Legal experts, meanwhile, say inter se transfer of shares among the promoters would not trigger an open offer and, hence, regulations do not call for price disclosure. “None of the listing regulations will be violated if the price is not disclosed,” said Sandeep Parekh, founder, Finsec Law Advisors. Parekh was earlier executive director (legal) with markets regulator Securities & Exchange Board of India.
Experts, however, add that the price would have to be disclosed to shareholders only if the deal impacts the company’s operations.
“The promoter has made it clear there will be no increase in royalty payments. However, if the equity share purchase agreement contains clauses that impact the operations of the company, then shareholder approval will be required,” said a person familiar with the matter, on condition of anonymity.

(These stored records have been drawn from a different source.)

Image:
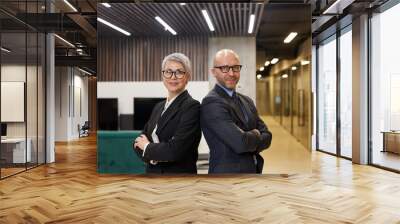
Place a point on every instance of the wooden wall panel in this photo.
(139, 59)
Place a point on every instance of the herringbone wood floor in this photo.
(70, 191)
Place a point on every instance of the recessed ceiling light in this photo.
(113, 26)
(251, 23)
(208, 20)
(106, 5)
(166, 26)
(274, 61)
(331, 7)
(70, 5)
(64, 40)
(290, 37)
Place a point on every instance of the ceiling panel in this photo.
(229, 19)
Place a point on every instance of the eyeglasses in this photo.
(169, 73)
(226, 68)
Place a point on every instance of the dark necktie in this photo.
(240, 105)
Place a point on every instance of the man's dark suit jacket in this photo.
(179, 133)
(230, 138)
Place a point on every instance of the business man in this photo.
(233, 130)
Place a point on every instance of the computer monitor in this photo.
(3, 130)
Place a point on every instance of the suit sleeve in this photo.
(266, 136)
(147, 132)
(184, 138)
(215, 117)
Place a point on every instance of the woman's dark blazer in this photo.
(179, 133)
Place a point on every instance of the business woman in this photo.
(169, 141)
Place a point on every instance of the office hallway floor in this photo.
(70, 191)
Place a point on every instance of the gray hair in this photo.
(180, 58)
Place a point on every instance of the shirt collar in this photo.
(169, 102)
(228, 91)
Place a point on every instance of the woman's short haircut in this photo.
(180, 58)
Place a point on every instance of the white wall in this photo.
(126, 91)
(245, 47)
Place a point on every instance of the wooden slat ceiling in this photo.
(229, 19)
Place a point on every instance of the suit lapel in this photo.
(232, 104)
(157, 115)
(246, 107)
(171, 111)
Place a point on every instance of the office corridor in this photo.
(286, 154)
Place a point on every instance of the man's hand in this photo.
(141, 141)
(256, 131)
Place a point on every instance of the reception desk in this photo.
(13, 150)
(115, 154)
(391, 141)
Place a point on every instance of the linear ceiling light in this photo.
(70, 5)
(274, 61)
(5, 50)
(65, 41)
(208, 20)
(166, 26)
(113, 26)
(331, 7)
(305, 62)
(106, 5)
(290, 37)
(84, 71)
(251, 23)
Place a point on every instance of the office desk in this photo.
(13, 150)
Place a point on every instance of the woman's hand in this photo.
(141, 141)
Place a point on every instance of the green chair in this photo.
(115, 154)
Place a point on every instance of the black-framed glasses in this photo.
(169, 73)
(226, 68)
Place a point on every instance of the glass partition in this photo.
(327, 96)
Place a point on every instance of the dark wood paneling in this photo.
(228, 18)
(139, 59)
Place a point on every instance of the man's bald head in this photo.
(227, 68)
(218, 58)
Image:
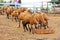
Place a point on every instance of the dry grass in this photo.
(9, 30)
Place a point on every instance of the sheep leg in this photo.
(8, 16)
(19, 23)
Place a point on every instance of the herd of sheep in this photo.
(33, 20)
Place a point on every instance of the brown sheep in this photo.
(8, 12)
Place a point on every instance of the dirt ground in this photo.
(9, 30)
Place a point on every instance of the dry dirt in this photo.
(9, 30)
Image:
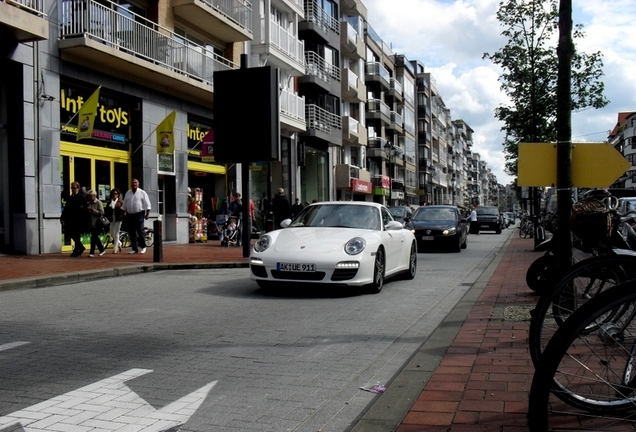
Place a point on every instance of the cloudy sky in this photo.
(450, 36)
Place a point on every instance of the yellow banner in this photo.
(86, 116)
(165, 135)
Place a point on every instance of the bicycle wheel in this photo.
(591, 373)
(149, 237)
(124, 239)
(581, 282)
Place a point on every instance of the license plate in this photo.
(295, 267)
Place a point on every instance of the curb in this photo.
(88, 275)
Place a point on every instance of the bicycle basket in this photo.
(591, 220)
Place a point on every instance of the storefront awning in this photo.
(205, 167)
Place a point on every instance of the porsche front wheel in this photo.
(378, 273)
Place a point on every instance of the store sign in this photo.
(112, 116)
(361, 186)
(165, 163)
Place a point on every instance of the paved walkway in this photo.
(481, 381)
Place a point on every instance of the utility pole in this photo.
(565, 52)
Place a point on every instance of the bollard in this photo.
(157, 251)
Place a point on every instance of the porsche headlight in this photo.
(263, 243)
(355, 246)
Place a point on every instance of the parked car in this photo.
(337, 243)
(488, 219)
(440, 225)
(401, 213)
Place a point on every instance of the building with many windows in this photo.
(357, 120)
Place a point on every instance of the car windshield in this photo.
(435, 214)
(339, 215)
(397, 212)
(488, 210)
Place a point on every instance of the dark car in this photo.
(439, 225)
(401, 213)
(488, 219)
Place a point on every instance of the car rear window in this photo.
(488, 210)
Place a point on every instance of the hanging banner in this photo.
(207, 146)
(165, 135)
(86, 116)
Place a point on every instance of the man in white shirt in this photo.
(136, 208)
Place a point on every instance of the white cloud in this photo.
(450, 37)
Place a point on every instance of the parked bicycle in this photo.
(124, 238)
(587, 375)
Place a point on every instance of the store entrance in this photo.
(93, 168)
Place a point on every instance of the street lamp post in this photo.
(389, 148)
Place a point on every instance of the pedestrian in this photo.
(115, 215)
(474, 228)
(95, 211)
(136, 208)
(297, 207)
(74, 219)
(280, 208)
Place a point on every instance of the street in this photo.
(207, 350)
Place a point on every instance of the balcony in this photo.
(292, 111)
(353, 7)
(319, 20)
(323, 124)
(353, 88)
(396, 89)
(345, 173)
(352, 43)
(95, 36)
(24, 20)
(227, 20)
(375, 72)
(353, 132)
(318, 71)
(378, 110)
(281, 48)
(397, 122)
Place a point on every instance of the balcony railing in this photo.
(375, 68)
(292, 105)
(286, 42)
(317, 15)
(34, 6)
(239, 11)
(320, 119)
(317, 66)
(133, 34)
(375, 105)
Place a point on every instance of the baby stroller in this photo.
(231, 232)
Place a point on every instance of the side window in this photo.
(386, 216)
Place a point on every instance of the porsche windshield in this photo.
(338, 215)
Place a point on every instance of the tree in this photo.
(530, 68)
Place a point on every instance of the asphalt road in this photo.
(206, 350)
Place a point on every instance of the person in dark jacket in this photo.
(280, 208)
(75, 218)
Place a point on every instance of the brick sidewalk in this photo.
(483, 381)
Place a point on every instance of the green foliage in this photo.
(529, 64)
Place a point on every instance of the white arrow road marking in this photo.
(12, 345)
(105, 406)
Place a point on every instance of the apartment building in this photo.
(623, 138)
(352, 177)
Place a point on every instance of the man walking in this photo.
(136, 208)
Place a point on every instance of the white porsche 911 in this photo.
(341, 243)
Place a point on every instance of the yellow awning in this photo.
(205, 167)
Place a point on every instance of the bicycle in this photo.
(587, 374)
(124, 238)
(582, 282)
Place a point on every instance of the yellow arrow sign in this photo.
(594, 165)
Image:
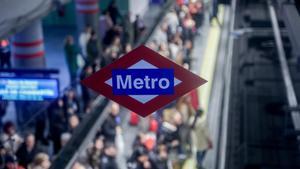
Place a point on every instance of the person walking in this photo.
(71, 52)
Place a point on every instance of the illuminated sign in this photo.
(143, 81)
(28, 89)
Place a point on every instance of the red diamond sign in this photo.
(143, 81)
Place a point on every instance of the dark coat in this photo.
(24, 157)
(109, 128)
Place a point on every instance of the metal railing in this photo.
(90, 124)
(290, 91)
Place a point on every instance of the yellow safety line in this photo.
(209, 61)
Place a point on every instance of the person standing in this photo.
(5, 54)
(71, 52)
(110, 127)
(92, 48)
(27, 151)
(202, 140)
(84, 39)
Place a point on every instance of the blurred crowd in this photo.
(167, 138)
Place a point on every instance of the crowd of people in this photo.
(172, 133)
(163, 144)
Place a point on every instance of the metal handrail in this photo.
(90, 125)
(290, 91)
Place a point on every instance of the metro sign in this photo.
(143, 81)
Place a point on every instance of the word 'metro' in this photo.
(143, 81)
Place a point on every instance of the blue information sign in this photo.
(28, 89)
(143, 81)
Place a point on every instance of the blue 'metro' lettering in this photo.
(143, 81)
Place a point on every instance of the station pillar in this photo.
(28, 47)
(87, 14)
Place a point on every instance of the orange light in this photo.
(4, 43)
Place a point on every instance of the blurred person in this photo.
(108, 158)
(172, 21)
(139, 141)
(65, 138)
(201, 139)
(116, 46)
(58, 123)
(164, 50)
(71, 103)
(27, 151)
(174, 47)
(84, 37)
(3, 106)
(86, 94)
(73, 123)
(110, 35)
(114, 11)
(128, 34)
(161, 35)
(162, 157)
(78, 165)
(111, 126)
(5, 53)
(12, 163)
(40, 161)
(127, 48)
(10, 138)
(187, 50)
(152, 45)
(170, 136)
(94, 153)
(71, 52)
(140, 160)
(105, 23)
(139, 27)
(189, 27)
(196, 10)
(92, 48)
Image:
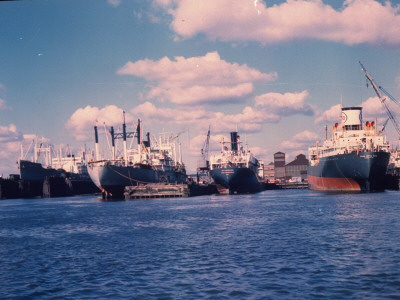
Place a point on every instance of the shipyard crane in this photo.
(204, 150)
(203, 166)
(383, 99)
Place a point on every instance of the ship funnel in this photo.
(234, 141)
(352, 118)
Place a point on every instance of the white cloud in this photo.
(356, 22)
(82, 120)
(285, 104)
(9, 134)
(249, 120)
(3, 105)
(331, 115)
(196, 80)
(11, 140)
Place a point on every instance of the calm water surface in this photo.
(294, 244)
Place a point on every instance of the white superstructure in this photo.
(352, 135)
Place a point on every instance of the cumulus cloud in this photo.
(331, 115)
(9, 134)
(248, 120)
(82, 120)
(356, 22)
(10, 142)
(3, 105)
(285, 104)
(196, 80)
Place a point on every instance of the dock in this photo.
(168, 191)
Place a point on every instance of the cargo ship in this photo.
(235, 170)
(147, 163)
(355, 159)
(45, 165)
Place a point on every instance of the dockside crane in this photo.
(383, 99)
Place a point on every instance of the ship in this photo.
(235, 170)
(150, 162)
(47, 162)
(355, 159)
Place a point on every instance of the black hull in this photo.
(236, 180)
(352, 172)
(112, 179)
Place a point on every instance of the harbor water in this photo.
(286, 244)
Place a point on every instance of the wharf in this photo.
(168, 191)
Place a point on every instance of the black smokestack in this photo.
(112, 136)
(234, 141)
(138, 132)
(96, 136)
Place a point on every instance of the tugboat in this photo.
(355, 159)
(235, 171)
(146, 164)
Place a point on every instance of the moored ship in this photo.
(149, 163)
(235, 170)
(355, 159)
(48, 164)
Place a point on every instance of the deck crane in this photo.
(204, 150)
(204, 164)
(383, 99)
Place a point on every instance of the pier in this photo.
(168, 191)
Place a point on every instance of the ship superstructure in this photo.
(354, 159)
(235, 170)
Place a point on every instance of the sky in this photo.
(277, 71)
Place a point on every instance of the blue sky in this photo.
(275, 69)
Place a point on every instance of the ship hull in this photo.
(236, 180)
(35, 171)
(350, 172)
(112, 179)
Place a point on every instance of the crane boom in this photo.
(204, 151)
(382, 99)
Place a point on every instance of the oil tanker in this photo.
(355, 159)
(235, 170)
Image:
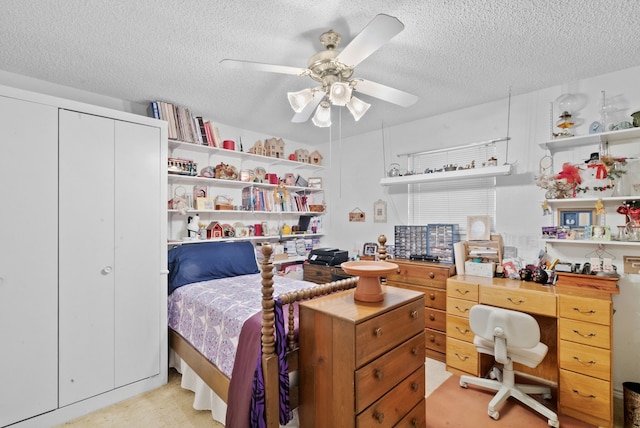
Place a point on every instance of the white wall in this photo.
(359, 163)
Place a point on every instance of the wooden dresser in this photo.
(431, 279)
(576, 323)
(362, 364)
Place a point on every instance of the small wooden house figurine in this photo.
(315, 158)
(302, 155)
(214, 230)
(258, 149)
(274, 147)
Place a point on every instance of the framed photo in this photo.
(380, 211)
(575, 219)
(315, 182)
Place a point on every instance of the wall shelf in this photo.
(460, 174)
(610, 137)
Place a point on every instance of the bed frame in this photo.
(219, 382)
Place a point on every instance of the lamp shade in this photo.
(322, 118)
(340, 93)
(299, 100)
(357, 107)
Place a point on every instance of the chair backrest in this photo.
(519, 329)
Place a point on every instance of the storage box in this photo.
(479, 269)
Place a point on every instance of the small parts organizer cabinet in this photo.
(362, 363)
(576, 323)
(431, 279)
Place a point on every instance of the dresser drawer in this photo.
(586, 360)
(459, 328)
(383, 373)
(395, 405)
(462, 356)
(415, 418)
(459, 307)
(585, 333)
(435, 319)
(462, 290)
(436, 340)
(384, 332)
(430, 275)
(585, 394)
(519, 300)
(584, 309)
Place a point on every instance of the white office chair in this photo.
(509, 336)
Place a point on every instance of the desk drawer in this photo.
(462, 356)
(435, 319)
(382, 374)
(462, 290)
(519, 300)
(587, 360)
(585, 394)
(585, 333)
(396, 404)
(384, 332)
(436, 341)
(458, 328)
(585, 309)
(459, 307)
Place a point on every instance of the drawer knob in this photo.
(584, 335)
(575, 391)
(586, 363)
(463, 310)
(465, 331)
(462, 357)
(589, 312)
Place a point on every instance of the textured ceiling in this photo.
(452, 53)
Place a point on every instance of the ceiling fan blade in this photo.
(378, 32)
(258, 66)
(306, 113)
(386, 93)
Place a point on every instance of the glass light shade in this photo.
(299, 100)
(340, 93)
(357, 107)
(322, 118)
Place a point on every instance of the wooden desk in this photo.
(576, 323)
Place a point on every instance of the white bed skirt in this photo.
(205, 398)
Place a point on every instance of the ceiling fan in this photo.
(333, 69)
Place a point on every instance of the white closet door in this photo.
(87, 265)
(139, 180)
(28, 260)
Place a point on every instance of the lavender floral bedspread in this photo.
(210, 314)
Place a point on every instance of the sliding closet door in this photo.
(28, 260)
(87, 269)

“Starting January 2011, our royalty payments will actually decline, because we will be paying only for three new models,” said Pawan Munjal, MD & CEO, Hero Honda, while addressing the media on Thursday.
Brokerages also seem to have taken the deal’s contours positively, with some even upgrading their recommendation. They expressed confidence the deal would not impact Hero Honda’s products or branding. “While the management did not share the exact details of the agreement, prima facie, serious concerns seem to have been allayed,” stated Edelweiss Securities in a note to its clients.
“The broad contours of the deal seem to indicate that with continuity in products, branding and royalty, the company’s operations are unlikely to be impacted in the medium term (until 2014),” it stated further, while maintaining a buy rating on the auto major. Emkay has upgraded Hero Honda to ‘hold’ from ‘reduce’.